AI doesn’t have to be probabilistic, a classical computer science definition of AI states that it has to be an actor that reacts to some percepts according to some policy
We used to call the code that determined NPC behaviour AI.
It wasn’t AI as we know it now but it was intended to give vaguely realistic behaviour (such as taking a sensible route from A to B).
And honestly lightweight neural nets can make for some interesting enemy behavior as well. I’ve seen a couple games using that and wouldn’t be surprised if it caught on in the future.
Used to?
I would primarily understand it as being free of generative AI (picture and sound), which is what is most obvious when actually playing a game. I’m personally not against using LLMs for coding if you actually know what you’re doing and properly review the output. However at that point most will come to the conclusion that you could write the code manually anyways and probably save time.
Using ai to generate samples to get a framework of the product would be permitted or not?
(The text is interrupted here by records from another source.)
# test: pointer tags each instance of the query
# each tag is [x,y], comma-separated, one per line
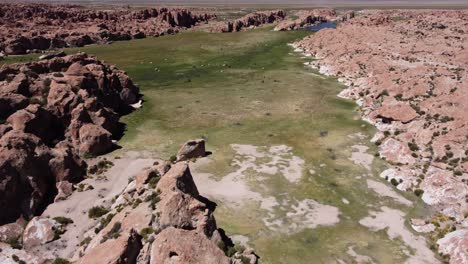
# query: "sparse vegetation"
[97,211]
[146,232]
[61,261]
[63,220]
[113,233]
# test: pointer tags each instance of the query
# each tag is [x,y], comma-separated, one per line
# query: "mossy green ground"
[250,88]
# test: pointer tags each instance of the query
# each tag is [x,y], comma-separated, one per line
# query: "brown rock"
[94,140]
[39,231]
[185,247]
[11,232]
[65,189]
[123,250]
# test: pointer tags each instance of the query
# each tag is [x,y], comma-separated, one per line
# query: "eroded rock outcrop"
[407,70]
[251,20]
[36,27]
[306,18]
[54,112]
[160,217]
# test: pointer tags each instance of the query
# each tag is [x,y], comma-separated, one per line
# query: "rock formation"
[407,70]
[248,21]
[28,28]
[54,112]
[307,18]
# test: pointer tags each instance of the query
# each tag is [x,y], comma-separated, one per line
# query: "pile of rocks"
[35,27]
[249,21]
[408,71]
[307,18]
[53,112]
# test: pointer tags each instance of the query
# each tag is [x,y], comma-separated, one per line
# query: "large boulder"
[39,231]
[35,120]
[94,140]
[10,103]
[123,250]
[181,205]
[26,183]
[179,246]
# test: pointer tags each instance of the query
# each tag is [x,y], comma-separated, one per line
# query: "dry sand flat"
[236,189]
[77,205]
[393,221]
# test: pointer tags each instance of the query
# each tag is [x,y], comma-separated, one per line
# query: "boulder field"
[158,217]
[311,17]
[251,20]
[28,28]
[53,113]
[407,70]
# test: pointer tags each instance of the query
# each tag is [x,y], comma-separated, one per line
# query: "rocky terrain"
[158,216]
[28,28]
[56,115]
[408,72]
[53,113]
[310,17]
[249,21]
Is placeholder generation allowed?
Since you would never see it that’s pretty much irrelevant. Clearly this is about AI generated art and AI generated assets
Whether or not you use AI to grey box something is a pointless distinction given the fact that there’s no way to prove it one way or the other.
But it still removes labor from the working class. My point is that the lines are blurry. You practically cannot draw a useful line based on the tooling used.
This is exactly my thoughts. You need to specify. Is a product AI when Windows is used to develop it? Windows is an “AI” product as in assisted to be produced by AI.
Labels are meaningless without sensible rules and enforcement.